Business of Law
Law Prof & Lawyer Metrics Look to Stats to See What Qualities Successful Attorneys Share
Posted Nov 2, 2010 1:57 PM CST
By Martha Neil
Updated: A law professor known for his analysis of law firm hiring statistics has formed a new company, along with other like-minded experts, to take a more detailed look at the qualities shared by successful applicants, attorneys and partners.
Lawyer Metrics will also apply a "Moneyball" approach to help quantify what qualities partners seek in an associate, reports the Am Law Daily. (The article doesn't address whether the characteristics partners seek are, in fact, traits common to fledgling legal eagles rather than their lower-flying counterparts.)

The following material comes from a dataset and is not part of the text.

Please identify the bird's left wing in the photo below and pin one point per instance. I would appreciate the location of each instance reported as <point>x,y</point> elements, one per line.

However, law professor Bill Henderson of Indiana University tells the ABA Journal that his company will help law firms collect and analyze their own data to optimize their hiring, training, retention and promotion policies.
"We want to design and build systems to select and develop world-class lawyers and counselors," Henderson says, arguing that law firms will not only be more productive and competitive as a result but have happier attorneys who are working to their full potential in an environment of success.

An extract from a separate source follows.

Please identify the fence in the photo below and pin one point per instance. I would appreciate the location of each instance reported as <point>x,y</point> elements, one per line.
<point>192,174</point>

"The legal profession's in turmoil, but we think we can help," he tells the ABA Journal. "We think this will definitely make things better."
Henderson and and his team could be the Alfred Kinsey of legal hiring and retention research, predicts Aric Press, editor-in-chief of ALM, in the Am Law Daily article.
Almost regardless of what they find, the survey on which they are working signals a likely information revolution impact on major law firms akin to the sexual revolution in American life chronicled by Kinsey and his team decades ago, according to Press.
But, "if we've learned anything from the last decade," he writes, "it's that we can't predict the consequences of new information beyond acknowledging its power to disrupt."
Updated at 4 p.m. to include comments from Henderson and link to Lawyer Metrics website and at 5:13 p.m. to include additional comment.